Since Democrats control both houses of Congress, and such a commission could probably be included in a 50-vote threshold reconciliation bill, there is no reason to think Cheney will not be successful.
As members of Congress would not be permitted to participate in the commission under Cheney’s design, Democrats would do well to work with Cheney to organize competent Republicans to serve on it. There’s no shortage of former GOP officials with impressive investigative, legal, and analytical expertise who could be trusted with the task.

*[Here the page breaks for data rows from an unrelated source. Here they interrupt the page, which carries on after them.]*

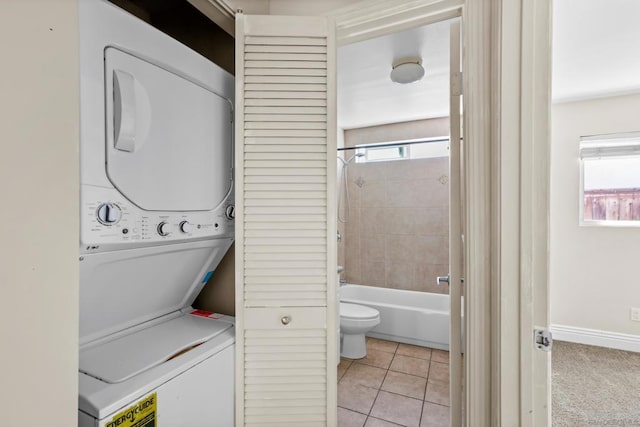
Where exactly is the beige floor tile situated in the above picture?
[396,344,431,360]
[424,381,450,406]
[429,361,449,383]
[420,402,449,427]
[367,338,398,353]
[338,381,378,414]
[380,371,427,400]
[340,363,387,389]
[356,349,393,369]
[364,417,400,427]
[338,408,367,427]
[370,391,422,427]
[338,357,353,381]
[431,349,449,363]
[389,354,429,378]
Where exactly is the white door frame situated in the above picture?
[331,0,551,426]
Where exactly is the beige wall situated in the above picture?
[269,0,360,15]
[550,95,640,335]
[339,119,449,293]
[0,0,79,427]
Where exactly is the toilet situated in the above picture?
[340,302,380,359]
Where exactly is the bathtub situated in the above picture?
[340,284,460,350]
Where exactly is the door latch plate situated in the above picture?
[533,329,553,352]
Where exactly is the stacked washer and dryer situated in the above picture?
[78,0,235,427]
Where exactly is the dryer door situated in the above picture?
[105,47,232,211]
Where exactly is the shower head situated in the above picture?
[338,152,364,166]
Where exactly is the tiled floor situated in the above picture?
[338,338,449,427]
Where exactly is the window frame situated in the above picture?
[354,136,451,164]
[578,132,640,228]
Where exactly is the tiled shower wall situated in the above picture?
[338,119,449,293]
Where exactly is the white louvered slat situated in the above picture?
[236,14,336,426]
[244,75,327,84]
[244,44,327,53]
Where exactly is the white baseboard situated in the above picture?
[550,325,640,352]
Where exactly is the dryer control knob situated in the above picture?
[180,221,193,233]
[158,221,171,236]
[96,203,122,225]
[224,205,236,219]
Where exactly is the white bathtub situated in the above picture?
[340,284,456,350]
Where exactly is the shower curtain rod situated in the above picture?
[338,138,462,151]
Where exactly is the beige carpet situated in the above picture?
[551,341,640,427]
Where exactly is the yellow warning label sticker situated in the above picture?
[106,393,158,427]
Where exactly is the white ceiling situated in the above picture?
[552,0,640,102]
[338,0,640,129]
[338,21,451,129]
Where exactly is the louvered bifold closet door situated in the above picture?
[236,14,337,426]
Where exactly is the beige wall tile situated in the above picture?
[343,207,362,239]
[385,262,416,289]
[414,179,449,208]
[415,205,449,236]
[339,119,449,293]
[415,236,449,264]
[384,208,424,236]
[360,181,387,208]
[360,207,387,234]
[359,262,385,286]
[360,232,384,262]
[384,234,421,266]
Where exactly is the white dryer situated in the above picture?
[78,0,235,427]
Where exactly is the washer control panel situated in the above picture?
[80,186,235,253]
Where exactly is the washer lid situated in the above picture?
[80,314,232,384]
[80,239,232,345]
[340,302,380,319]
[104,47,233,211]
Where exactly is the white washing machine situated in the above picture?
[78,0,235,427]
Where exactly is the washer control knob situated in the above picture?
[96,203,122,225]
[224,205,236,219]
[158,221,171,236]
[180,221,193,233]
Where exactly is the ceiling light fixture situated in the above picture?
[390,56,424,84]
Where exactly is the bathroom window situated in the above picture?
[356,137,449,163]
[580,133,640,226]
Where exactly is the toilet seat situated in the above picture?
[340,302,380,320]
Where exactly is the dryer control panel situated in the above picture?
[80,186,235,253]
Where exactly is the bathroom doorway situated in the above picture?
[336,18,462,426]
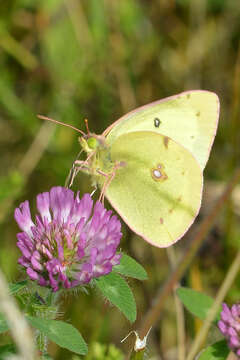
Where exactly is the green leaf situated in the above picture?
[177,287,218,320]
[0,344,16,360]
[113,254,148,280]
[0,313,9,334]
[198,340,230,360]
[27,316,88,355]
[9,280,27,295]
[96,273,137,322]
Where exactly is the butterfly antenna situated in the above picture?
[84,119,90,136]
[37,115,86,136]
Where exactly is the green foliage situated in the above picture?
[198,340,229,360]
[96,273,137,322]
[9,281,27,295]
[113,254,147,280]
[0,0,240,360]
[177,287,220,320]
[0,313,9,333]
[27,316,88,355]
[84,342,124,360]
[0,344,16,360]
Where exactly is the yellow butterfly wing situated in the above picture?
[103,90,220,170]
[100,131,203,247]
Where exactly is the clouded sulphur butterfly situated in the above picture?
[39,90,219,247]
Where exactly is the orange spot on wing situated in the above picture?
[163,136,170,149]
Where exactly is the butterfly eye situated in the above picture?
[154,118,161,127]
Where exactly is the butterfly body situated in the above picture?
[68,90,219,247]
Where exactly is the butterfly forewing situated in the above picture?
[106,131,202,247]
[103,90,219,169]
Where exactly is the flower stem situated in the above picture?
[187,251,240,360]
[139,168,240,337]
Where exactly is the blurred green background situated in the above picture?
[0,0,240,360]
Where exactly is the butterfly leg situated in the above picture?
[98,163,122,203]
[65,150,95,188]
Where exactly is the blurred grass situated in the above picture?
[0,0,240,359]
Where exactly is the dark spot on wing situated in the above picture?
[154,118,161,127]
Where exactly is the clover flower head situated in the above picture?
[218,303,240,356]
[14,186,122,292]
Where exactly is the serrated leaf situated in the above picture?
[197,340,230,360]
[177,287,218,320]
[96,273,137,322]
[0,313,9,334]
[27,316,88,355]
[113,254,148,280]
[9,280,27,295]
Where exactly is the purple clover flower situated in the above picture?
[14,186,122,291]
[218,303,240,356]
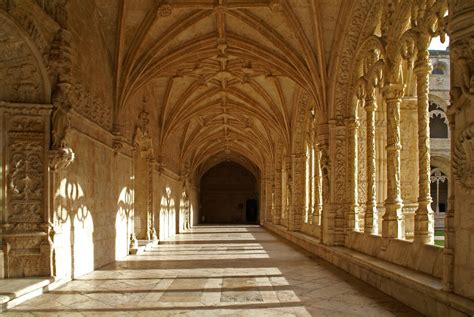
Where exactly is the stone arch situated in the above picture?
[0,10,51,104]
[328,0,382,118]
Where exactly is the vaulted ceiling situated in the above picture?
[96,0,348,177]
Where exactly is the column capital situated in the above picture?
[383,84,405,101]
[345,117,360,129]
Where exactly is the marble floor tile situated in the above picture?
[2,225,420,317]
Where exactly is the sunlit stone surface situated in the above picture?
[5,225,419,316]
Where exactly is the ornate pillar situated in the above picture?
[264,175,273,222]
[364,88,377,234]
[444,0,474,299]
[317,123,334,245]
[313,144,323,226]
[0,102,55,278]
[346,117,359,231]
[382,84,405,239]
[400,96,419,240]
[273,168,282,225]
[288,153,306,231]
[415,34,434,244]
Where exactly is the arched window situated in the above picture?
[429,101,448,139]
[430,166,448,213]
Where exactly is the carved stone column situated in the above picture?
[346,117,359,231]
[364,89,377,234]
[382,84,405,239]
[317,124,334,244]
[273,168,282,225]
[313,144,323,230]
[415,35,434,244]
[400,96,419,239]
[444,0,474,299]
[264,175,273,222]
[288,153,306,231]
[0,102,54,278]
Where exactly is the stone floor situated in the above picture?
[4,225,419,317]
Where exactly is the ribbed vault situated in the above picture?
[109,0,339,174]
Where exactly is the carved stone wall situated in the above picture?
[0,102,54,277]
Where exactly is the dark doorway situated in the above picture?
[245,199,258,223]
[199,162,258,224]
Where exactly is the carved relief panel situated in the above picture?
[0,103,53,277]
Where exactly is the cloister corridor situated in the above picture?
[5,225,419,316]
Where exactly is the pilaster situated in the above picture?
[0,102,54,278]
[382,84,405,239]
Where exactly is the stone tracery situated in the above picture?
[0,0,473,314]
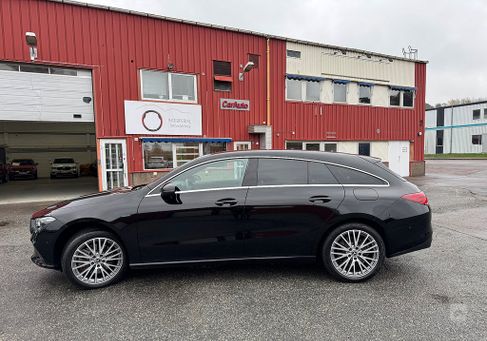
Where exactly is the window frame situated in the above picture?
[357,83,374,106]
[472,134,482,146]
[472,109,482,121]
[140,137,228,172]
[169,157,252,193]
[286,49,301,59]
[139,68,198,103]
[332,80,350,104]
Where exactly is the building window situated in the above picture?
[333,81,347,103]
[389,88,414,108]
[472,109,480,120]
[286,78,303,101]
[358,143,370,156]
[389,89,401,107]
[402,90,414,108]
[140,70,196,103]
[306,81,321,102]
[142,141,227,169]
[436,108,445,127]
[213,60,232,91]
[233,141,252,150]
[286,141,303,150]
[286,50,301,58]
[472,135,482,144]
[325,143,337,153]
[436,130,444,154]
[249,53,260,68]
[358,84,372,104]
[142,142,173,169]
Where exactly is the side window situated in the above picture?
[308,162,337,184]
[328,165,387,185]
[171,159,248,191]
[257,159,308,186]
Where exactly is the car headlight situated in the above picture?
[30,217,56,233]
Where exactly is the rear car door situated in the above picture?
[245,158,344,257]
[138,158,248,263]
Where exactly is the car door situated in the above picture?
[245,158,344,257]
[138,158,248,262]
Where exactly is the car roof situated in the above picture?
[200,150,380,166]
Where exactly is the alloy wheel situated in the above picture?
[71,237,124,285]
[330,229,380,280]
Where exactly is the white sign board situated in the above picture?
[125,101,202,135]
[220,98,250,111]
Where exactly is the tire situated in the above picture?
[61,230,128,289]
[321,223,385,282]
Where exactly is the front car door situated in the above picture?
[138,158,252,263]
[245,158,344,257]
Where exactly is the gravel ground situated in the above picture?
[0,161,487,340]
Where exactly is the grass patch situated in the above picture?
[424,153,487,160]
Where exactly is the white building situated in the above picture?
[424,101,487,154]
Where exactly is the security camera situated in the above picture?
[242,62,255,72]
[238,61,255,81]
[25,32,37,47]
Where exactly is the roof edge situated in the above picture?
[47,0,428,64]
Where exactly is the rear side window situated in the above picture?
[308,162,337,184]
[257,159,308,186]
[328,165,387,185]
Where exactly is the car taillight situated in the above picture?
[401,192,429,205]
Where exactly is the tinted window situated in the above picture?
[328,165,386,185]
[54,159,74,163]
[171,159,248,191]
[308,162,337,184]
[257,159,308,185]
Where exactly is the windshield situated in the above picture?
[54,158,74,163]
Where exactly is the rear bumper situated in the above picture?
[384,208,433,257]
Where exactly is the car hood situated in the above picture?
[32,187,145,218]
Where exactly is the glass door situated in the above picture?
[100,139,128,190]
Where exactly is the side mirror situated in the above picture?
[161,183,183,205]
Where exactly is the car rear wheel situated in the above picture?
[322,223,385,282]
[61,231,127,289]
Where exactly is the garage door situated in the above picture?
[0,62,94,122]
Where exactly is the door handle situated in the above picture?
[309,195,331,204]
[215,198,238,206]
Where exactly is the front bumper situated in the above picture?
[30,248,56,269]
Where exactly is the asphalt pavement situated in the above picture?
[0,160,487,340]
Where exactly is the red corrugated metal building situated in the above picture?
[0,0,426,188]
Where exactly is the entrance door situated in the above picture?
[100,139,128,190]
[389,141,409,176]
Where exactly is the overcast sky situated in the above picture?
[82,0,487,105]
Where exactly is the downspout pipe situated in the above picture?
[266,38,271,126]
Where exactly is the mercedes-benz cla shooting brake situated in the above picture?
[30,151,432,288]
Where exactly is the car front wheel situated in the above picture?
[322,223,385,282]
[61,231,127,289]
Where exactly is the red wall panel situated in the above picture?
[0,0,266,171]
[0,0,426,178]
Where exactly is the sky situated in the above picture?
[82,0,487,105]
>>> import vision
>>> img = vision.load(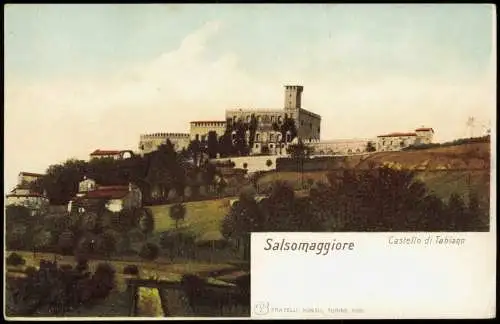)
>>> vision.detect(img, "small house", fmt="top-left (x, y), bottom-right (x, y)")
top-left (68, 178), bottom-right (142, 213)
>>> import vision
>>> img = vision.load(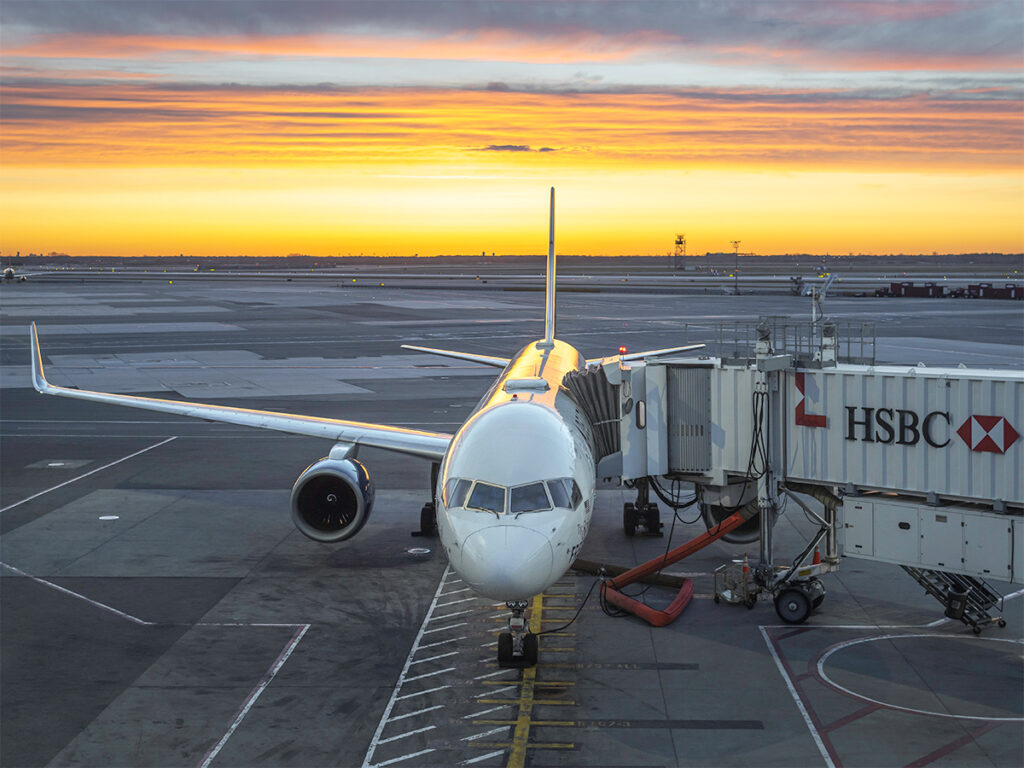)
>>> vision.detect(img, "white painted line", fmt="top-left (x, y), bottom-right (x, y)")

Republicans supporting the commission wouldn’t have to sacrifice an ounce of their ideology to band with the Democrats to advance it, either. The commission has nothing to do with policy. It’s purpose is to safeguard the very institutions that allow both parties to pursue their policy goals. A win-win for all involved.
A January 6 Commission Report wouldn’t be a cure-all silver truth bullet to shoot into malignant MAGA social media streams. But it would help establish a baseline of who was responsible for knowing what, when. And, given the broad number of groups involved with Stop the Steal efforts leading up to January 6, a sweeping exercise in accountability is needed.
If such a report is authorized, it could be released before more election lies saturate the midterms. The facts established in such a report could speak to a small fraction of Republican voters who remain committed to democracy and hold sway over essential races.
When you look at it this way, there’s upside for Cheney. She’ll soon be liberated to do far more good outside of GOP leadership than she could inside it. She’ll still be a member of Congress and even if she loses her seat in 2022 she has more than a year left in office to create a pro-democracy faction within the party.
Cheney has already spectacularly proved her point: As she wrote, “The Republican Party is at a turning point, and Republicans must decide whether we are going to choose truth and fidelity to the Constitution.”
By rejecting Cheney, House Republicans will have chosen poorly. Cheney will be free to fight on her own terms.